Blue Car focuses on Meg (Agnes Bruckner), a reflective high school student facing a difficult family life of divorced parents, a mother who has a lousy job and leaves Meg to care for her younger sister. Meg finds some release from these difficulties while taking a creative writing course with Mr. Auster (David Strathairn), a charismatic teacher who begins to show an interest in her work, siezing upon her memories of her father leaving her mother which she associates with the image of a blue car in her writing. He offers Meg encouraging feedback, telling her to “dig deeper.”
Viewers see quickly that Auster is drawn to Meg’s vulnerability, and he begins creating situations in which the two can be alone together, building an intimacy between them. Auster pushes Meg to enter a national poetry contest, creating a situation in which they can share lunch alone in his classroom in order for her to work on her poetry. He gives her a ride home from school when she misses the bus. He leaves chocolate wrapped to look like a blue car. He reads a section of his novel that we later learn he cribbed from Rilke (I didn’t recognize the lines), but for most of the film, Auster avoids acting on his sexual impulses (in this sense, the film uses Strathairn’s restrained persona very effectively).
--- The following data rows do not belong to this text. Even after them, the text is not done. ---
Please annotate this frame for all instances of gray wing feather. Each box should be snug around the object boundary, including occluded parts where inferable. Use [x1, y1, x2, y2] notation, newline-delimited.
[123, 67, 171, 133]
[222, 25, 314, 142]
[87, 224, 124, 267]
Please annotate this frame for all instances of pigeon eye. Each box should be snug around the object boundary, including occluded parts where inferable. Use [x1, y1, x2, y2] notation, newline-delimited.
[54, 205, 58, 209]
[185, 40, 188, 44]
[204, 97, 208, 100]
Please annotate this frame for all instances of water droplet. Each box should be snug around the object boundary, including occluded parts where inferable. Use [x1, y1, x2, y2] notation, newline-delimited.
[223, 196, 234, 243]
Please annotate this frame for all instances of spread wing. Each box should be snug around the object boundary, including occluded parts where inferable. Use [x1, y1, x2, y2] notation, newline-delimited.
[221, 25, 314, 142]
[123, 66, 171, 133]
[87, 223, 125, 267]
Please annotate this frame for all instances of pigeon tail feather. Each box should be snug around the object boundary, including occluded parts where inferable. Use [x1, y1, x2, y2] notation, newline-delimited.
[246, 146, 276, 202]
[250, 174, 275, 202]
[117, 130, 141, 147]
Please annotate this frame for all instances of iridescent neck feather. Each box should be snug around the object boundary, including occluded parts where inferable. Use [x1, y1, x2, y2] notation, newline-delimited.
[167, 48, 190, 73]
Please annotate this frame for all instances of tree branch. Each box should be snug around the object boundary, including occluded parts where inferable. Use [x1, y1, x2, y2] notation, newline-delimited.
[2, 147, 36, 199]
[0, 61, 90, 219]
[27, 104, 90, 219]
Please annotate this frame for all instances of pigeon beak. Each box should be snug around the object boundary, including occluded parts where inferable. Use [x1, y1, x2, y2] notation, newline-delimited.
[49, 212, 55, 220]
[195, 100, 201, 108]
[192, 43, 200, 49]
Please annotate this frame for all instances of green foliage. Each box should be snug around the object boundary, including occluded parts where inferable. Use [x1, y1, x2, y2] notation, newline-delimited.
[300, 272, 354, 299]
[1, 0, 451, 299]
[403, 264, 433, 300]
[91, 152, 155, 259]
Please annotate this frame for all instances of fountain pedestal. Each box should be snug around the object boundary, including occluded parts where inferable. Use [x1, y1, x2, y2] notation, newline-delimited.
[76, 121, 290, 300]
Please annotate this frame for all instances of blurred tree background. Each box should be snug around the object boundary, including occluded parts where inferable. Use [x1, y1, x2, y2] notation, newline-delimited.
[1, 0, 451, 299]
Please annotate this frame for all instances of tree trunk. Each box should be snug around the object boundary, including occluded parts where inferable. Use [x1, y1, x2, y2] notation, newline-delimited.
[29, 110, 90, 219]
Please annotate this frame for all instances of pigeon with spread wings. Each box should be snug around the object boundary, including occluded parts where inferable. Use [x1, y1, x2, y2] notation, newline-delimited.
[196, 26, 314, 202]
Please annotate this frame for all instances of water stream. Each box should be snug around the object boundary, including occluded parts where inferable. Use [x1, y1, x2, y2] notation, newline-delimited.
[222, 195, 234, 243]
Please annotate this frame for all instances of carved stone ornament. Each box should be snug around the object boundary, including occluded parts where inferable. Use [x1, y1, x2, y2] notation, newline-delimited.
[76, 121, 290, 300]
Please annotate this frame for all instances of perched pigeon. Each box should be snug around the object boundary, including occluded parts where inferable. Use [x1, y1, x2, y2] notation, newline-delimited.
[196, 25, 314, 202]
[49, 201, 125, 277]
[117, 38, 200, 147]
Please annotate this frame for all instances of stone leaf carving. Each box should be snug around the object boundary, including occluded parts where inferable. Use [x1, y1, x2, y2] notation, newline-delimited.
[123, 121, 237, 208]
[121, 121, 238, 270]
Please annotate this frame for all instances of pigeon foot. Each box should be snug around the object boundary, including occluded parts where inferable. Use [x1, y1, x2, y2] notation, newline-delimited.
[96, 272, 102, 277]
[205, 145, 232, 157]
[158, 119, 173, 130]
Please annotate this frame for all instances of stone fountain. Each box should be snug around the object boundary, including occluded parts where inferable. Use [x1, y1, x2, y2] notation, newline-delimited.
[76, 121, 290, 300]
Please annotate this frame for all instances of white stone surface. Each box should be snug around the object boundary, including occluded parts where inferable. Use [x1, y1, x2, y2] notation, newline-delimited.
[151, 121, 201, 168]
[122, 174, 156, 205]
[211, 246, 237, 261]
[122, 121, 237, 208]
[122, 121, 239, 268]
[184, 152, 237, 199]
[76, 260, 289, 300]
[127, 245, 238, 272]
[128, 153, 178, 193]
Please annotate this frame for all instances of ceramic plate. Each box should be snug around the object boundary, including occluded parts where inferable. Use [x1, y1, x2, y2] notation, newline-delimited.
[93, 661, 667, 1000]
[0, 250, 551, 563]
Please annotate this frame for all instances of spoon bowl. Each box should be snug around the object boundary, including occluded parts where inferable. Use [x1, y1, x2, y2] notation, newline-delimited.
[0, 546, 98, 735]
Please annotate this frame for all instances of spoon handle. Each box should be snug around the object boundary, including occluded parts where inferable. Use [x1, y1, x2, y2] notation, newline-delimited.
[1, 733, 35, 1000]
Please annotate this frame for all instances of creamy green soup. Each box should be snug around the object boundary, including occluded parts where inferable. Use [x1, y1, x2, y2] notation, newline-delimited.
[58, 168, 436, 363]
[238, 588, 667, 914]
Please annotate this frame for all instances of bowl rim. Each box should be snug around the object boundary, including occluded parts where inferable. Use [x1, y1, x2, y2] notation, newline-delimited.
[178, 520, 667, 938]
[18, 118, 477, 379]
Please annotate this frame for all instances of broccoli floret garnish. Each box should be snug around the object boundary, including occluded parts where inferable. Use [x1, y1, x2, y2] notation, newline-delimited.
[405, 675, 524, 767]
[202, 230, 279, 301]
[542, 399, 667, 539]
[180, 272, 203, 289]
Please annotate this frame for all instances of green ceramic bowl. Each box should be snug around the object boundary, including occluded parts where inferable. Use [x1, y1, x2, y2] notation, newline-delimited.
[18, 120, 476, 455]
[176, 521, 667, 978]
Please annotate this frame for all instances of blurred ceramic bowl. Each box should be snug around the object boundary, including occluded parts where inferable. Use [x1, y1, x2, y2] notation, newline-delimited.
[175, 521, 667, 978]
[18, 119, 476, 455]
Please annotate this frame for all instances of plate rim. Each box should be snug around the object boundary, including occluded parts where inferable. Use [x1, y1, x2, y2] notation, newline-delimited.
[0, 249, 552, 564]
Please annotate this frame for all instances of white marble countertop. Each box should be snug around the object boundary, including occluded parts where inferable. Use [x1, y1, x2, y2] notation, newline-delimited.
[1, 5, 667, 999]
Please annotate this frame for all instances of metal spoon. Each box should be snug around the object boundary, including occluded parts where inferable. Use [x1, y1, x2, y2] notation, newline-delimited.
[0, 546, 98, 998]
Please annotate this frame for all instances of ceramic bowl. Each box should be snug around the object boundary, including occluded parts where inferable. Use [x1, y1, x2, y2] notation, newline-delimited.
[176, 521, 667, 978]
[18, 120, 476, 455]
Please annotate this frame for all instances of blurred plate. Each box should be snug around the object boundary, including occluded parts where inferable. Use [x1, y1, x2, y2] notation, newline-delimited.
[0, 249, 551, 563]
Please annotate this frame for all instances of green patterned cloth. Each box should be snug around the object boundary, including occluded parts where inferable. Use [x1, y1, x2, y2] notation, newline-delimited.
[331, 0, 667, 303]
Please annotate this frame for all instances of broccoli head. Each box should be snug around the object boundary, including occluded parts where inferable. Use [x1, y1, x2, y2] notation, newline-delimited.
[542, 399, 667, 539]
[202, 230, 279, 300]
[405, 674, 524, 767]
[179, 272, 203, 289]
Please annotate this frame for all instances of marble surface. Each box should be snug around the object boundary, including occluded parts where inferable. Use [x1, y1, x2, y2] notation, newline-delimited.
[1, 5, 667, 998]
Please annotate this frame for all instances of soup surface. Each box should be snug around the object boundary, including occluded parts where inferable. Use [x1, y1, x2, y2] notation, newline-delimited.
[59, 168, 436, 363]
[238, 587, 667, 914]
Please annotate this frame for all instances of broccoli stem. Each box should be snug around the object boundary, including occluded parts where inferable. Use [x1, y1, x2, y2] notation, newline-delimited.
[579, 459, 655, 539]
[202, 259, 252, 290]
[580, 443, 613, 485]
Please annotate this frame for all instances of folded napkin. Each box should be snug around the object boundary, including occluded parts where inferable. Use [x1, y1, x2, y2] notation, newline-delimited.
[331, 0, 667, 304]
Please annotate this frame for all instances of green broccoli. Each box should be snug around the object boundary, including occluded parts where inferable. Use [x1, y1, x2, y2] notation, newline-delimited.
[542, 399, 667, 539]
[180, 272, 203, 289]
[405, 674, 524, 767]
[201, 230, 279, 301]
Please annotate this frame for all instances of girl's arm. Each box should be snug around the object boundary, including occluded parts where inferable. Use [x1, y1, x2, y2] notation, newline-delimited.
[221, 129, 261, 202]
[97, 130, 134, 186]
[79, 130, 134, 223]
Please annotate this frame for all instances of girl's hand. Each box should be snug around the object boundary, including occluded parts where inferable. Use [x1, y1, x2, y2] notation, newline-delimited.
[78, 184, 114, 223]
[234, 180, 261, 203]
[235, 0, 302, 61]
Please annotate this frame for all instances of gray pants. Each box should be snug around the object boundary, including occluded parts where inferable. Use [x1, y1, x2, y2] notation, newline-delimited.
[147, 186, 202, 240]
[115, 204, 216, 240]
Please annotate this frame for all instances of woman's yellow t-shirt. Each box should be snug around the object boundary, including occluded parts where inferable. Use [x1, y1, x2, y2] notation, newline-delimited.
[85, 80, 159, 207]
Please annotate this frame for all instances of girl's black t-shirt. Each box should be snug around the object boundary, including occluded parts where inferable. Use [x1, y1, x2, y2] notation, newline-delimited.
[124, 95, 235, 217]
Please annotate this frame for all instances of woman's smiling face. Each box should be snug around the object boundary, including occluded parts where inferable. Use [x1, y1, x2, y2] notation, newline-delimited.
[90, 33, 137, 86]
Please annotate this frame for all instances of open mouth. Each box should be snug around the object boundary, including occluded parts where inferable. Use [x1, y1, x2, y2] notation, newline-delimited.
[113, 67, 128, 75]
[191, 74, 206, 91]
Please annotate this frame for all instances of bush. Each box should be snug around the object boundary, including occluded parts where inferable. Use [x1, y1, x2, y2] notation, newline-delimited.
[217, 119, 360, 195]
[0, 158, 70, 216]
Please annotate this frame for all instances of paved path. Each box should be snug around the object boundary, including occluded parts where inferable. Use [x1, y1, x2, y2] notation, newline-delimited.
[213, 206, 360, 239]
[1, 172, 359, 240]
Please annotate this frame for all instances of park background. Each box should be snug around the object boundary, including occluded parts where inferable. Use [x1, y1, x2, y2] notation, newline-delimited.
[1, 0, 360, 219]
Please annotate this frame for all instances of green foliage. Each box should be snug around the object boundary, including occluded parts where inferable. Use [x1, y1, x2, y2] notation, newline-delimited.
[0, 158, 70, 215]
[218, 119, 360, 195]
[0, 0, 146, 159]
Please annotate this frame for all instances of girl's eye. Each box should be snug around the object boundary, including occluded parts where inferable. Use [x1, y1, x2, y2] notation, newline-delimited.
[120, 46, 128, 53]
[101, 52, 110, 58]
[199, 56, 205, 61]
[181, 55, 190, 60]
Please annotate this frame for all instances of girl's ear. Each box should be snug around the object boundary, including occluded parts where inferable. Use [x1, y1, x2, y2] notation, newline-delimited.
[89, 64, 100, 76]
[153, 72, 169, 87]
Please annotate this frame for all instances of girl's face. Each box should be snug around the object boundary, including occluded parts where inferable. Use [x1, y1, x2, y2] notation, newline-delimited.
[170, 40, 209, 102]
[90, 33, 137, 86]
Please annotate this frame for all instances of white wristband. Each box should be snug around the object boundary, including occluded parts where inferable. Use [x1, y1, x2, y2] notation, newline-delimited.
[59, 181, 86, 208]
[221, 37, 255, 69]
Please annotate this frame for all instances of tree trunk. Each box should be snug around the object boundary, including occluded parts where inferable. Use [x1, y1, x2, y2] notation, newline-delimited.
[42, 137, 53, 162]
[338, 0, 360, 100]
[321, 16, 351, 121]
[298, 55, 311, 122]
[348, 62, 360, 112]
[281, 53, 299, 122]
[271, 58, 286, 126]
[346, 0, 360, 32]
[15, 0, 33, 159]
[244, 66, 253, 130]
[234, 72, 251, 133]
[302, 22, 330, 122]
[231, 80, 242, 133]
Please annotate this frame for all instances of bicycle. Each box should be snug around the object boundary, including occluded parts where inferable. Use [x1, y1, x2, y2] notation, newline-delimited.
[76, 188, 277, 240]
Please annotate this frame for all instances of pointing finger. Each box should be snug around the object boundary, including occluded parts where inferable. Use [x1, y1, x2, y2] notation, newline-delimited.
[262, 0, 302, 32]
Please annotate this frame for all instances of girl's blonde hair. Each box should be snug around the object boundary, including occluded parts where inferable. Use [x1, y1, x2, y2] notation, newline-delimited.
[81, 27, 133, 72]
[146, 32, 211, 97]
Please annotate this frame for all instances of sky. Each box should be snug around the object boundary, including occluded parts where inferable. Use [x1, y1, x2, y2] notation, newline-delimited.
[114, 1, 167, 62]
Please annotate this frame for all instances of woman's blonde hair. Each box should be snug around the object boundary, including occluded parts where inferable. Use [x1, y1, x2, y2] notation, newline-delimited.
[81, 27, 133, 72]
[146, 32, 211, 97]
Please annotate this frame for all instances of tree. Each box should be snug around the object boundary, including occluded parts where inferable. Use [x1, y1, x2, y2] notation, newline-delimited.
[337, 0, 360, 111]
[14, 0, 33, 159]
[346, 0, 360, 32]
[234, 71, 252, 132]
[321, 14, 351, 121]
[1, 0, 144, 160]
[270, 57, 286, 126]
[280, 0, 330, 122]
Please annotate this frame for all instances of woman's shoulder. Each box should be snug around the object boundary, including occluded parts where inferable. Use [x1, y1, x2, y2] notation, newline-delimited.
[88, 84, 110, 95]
But the film is more than a cautionary story about predatory teachers who take advantage of emotionally vulnerable students. Instead, the film seems to address the complexities of growing up under difficult circumstances, and her teacher’s behavior is just one of many crises Meg faces over the course of the film. In general, this is a solid, serious film that deserves a much wider audience, and it left me wanting to discuss it, and the questions it raised, with others who have seen it.
By the way, Miramax’s marketing of this film was rather disappointing. Rather than portray the film’s themes effectively, Miramax chose to use a lurid cover showing a teen girl from the neck down wearing a Lolita-type outfit (unlike anything Meg ever wore in the film) with a soundbite comparing the film to American Beauty. Instead of marketing the film on its many strengths, they go for cheap thrills. I actually resisted the film for several weeks because of this cheap packaging.